Finding yet another “critical gap” in fighting chemical disasters in Gujarat, the report states, this is regarding lack of “mutual aid between industries”. It says, the small industries are particularly hard-pressed as they do not have their own resources to respond to chemical emergencies. “The primary reason for this is that large industries in the mutual aid seek commensurate level of reciprocity from other member industries. Large industries do provide help to smaller units on request from them or district authorities, but as a benefactor and not under a formal or binding agreement. Considering this, we recommend a replication of Disaster Prevention and Management Centre (DPMC) model, as it exists in Ankaleshwar, for other industries’ pockets in Gujarat to serve smaller industries. “DPMC can also serve larger units in addition to mutual aid assistance from other large industries”, the report says.

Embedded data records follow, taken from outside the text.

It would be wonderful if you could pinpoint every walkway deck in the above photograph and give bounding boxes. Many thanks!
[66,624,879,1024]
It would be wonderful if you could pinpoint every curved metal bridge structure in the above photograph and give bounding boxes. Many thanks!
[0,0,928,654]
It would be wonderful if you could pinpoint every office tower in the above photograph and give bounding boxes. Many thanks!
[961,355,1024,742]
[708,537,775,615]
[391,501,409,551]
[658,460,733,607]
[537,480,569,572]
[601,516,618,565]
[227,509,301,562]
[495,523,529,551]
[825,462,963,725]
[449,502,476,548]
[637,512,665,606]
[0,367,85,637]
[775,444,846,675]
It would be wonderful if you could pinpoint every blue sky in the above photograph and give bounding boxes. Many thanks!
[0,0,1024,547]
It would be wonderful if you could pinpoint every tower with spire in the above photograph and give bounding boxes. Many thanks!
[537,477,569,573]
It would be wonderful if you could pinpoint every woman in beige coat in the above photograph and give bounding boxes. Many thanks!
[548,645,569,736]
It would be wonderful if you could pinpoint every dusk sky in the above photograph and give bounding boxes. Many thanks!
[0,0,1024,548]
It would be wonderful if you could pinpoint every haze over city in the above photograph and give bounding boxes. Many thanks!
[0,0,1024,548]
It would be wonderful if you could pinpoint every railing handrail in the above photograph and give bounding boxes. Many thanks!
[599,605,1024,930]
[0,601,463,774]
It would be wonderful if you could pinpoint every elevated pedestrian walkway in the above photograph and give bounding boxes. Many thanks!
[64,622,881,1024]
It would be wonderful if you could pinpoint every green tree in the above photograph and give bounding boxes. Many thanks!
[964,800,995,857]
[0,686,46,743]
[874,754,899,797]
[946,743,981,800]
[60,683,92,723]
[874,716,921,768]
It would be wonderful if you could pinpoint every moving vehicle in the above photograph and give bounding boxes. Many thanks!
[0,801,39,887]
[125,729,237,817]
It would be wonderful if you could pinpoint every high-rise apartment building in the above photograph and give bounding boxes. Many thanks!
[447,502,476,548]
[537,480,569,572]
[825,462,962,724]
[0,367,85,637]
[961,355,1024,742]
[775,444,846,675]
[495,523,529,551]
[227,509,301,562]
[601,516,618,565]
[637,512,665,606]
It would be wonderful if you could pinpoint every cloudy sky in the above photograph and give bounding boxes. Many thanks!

Other recommendations of the report include having a structure for mock drills at local, district and state levels; Chemical Emergency Community Awareness and Preparedness (CECAP) and Chemical Emergency Community Awareness and Preparedness (CECAP) Outreach programmes to tailor to each community’s needs; Quick Reaction Medical Teams (QRMTs) to reach the accident site immediately along with resuscitation, protection, detection, and decontamination equipment and materials; a special Toxic Risk Reduction Programme, which should be “tailored to identify priority toxic chemicals in fixed industrial installations; and a special land use policy for buffer zone around major accident hazard (MAH) installations (handling/ storing extremely/ highly toxic chemicals).
Recommending a major policy change by having a buffer zone around MAH units, the report states, “Under the Central Pollution Control Board (CPCB) guidelines and also under industrial policy these installations are permitted to be set up only 25 kilometres away from major population hubs (five lakh) in case of environmental guidelines and (10 lakh) in case of industrial policy guidelines. It is necessary to have in place a mandatory mechanism by which the concerned authorities are able to regulate the development of population settlements in the proximity of the installations.”

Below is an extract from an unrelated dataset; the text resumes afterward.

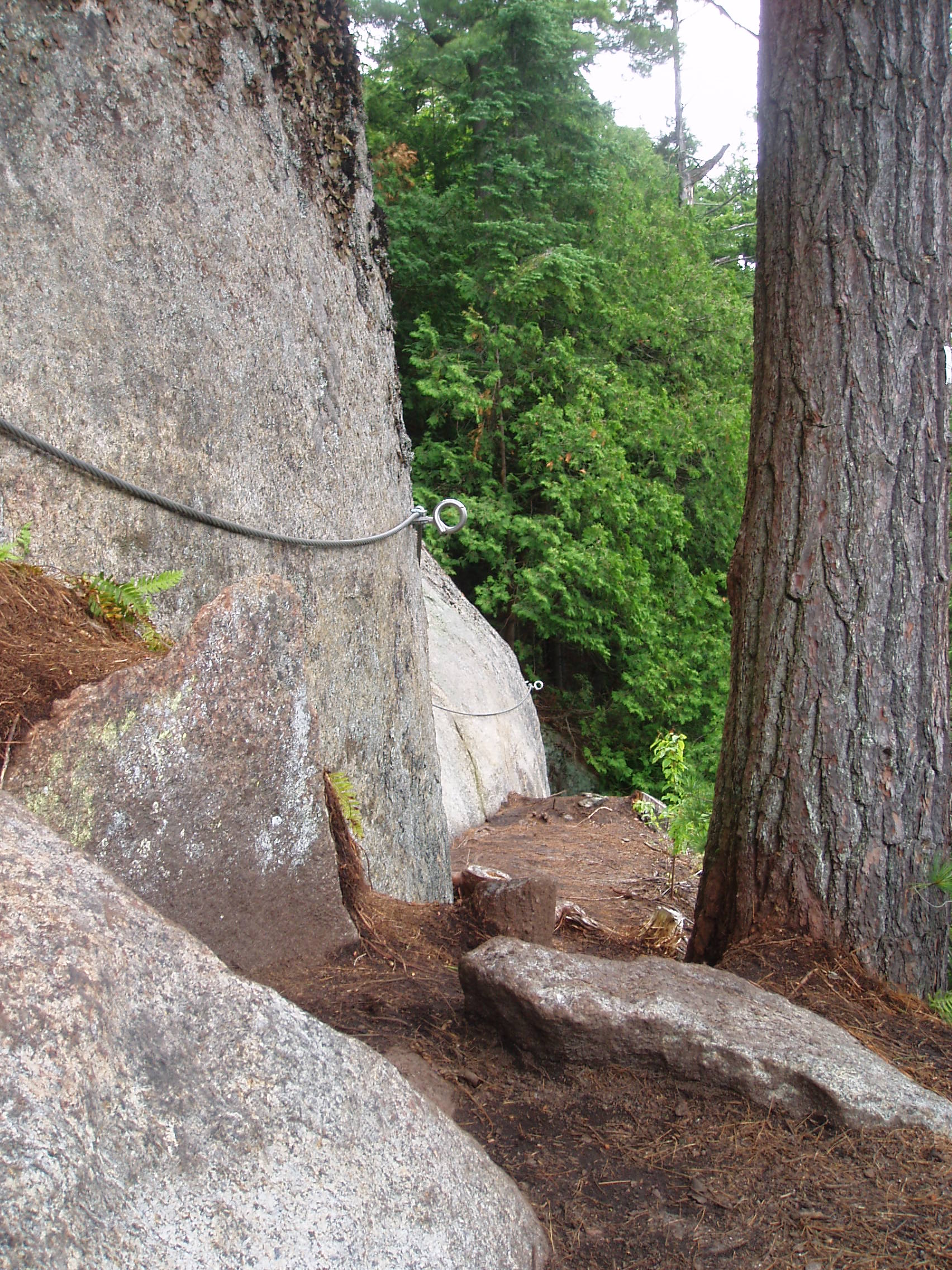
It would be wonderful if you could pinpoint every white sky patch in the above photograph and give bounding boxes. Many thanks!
[588,0,760,171]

The report recommends, “A no-population buffer zone of 500 meters around the perimeter of the MAH installations is to be set up for future installations. There should be a specific provision in the central legislation on land use planning requiring the concerned authorities in the (centre or state as the case may be ) to maintain a no population buffer zone of approximately a 500 meter width around the perimeter of an MAH installation. After the provision suggested above is made in the land use planning legislation, the necessary amendment shall be made in the rules and the environmental impact assessment notification 2006 to give necessary effect for implementation.”

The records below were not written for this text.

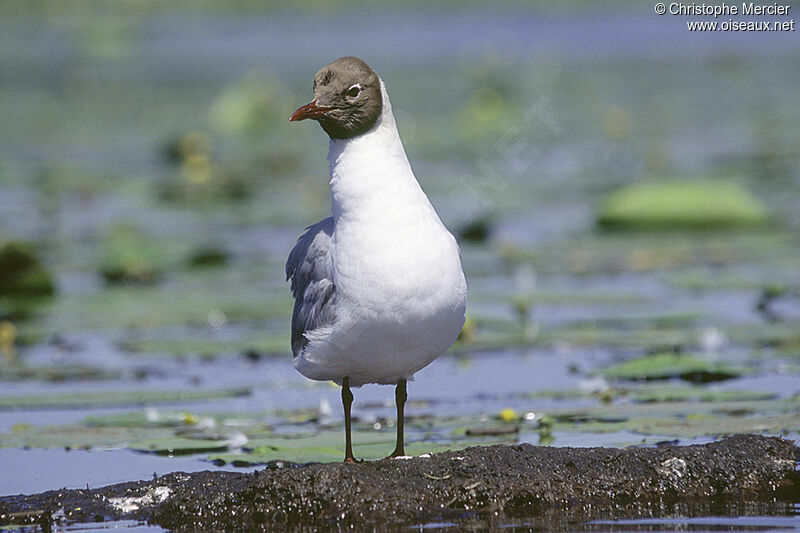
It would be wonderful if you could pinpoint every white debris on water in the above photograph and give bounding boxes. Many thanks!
[658,457,686,481]
[108,486,172,513]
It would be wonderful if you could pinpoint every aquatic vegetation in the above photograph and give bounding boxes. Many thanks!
[100,224,166,285]
[0,241,55,298]
[597,353,744,383]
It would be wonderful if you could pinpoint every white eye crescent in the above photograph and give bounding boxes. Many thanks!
[345,83,361,98]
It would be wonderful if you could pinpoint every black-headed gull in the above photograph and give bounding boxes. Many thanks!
[286,57,467,462]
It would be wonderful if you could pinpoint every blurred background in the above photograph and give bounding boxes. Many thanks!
[0,0,800,508]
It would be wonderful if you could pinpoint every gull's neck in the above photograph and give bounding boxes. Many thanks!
[328,81,427,222]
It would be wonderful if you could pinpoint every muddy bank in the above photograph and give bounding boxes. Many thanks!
[0,435,799,531]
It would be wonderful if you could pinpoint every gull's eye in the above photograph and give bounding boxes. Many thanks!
[344,83,361,98]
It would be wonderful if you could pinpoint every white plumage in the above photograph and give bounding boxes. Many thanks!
[287,82,467,386]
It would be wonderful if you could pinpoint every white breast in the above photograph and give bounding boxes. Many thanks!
[295,81,466,386]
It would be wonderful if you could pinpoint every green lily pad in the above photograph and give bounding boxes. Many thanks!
[208,442,474,466]
[598,181,767,230]
[0,360,120,381]
[128,436,232,455]
[579,413,800,438]
[597,353,743,383]
[0,425,173,449]
[0,242,54,297]
[244,430,396,451]
[630,385,778,403]
[100,224,165,283]
[0,389,250,410]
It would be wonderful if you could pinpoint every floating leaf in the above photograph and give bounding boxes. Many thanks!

The report adds, “The time to provide effective response to chemical emergencies is a key determination for buffer zone dimensions. For example, even with rapid and qualified response, population within a certain zone cannot be protected. On other hand, without a qualified response, a buffer zone of 500 meter may not be adequate. Therefore, the land use planning and permissions for new infrastructure development should consider existing hazards and vulnerability to them… Additionally, the environment department and the GPCB may consider chemical vulnerability assessment as a part of chapter on disaster management in the environmental impact assessment report as a key decision factor to permit new industry.”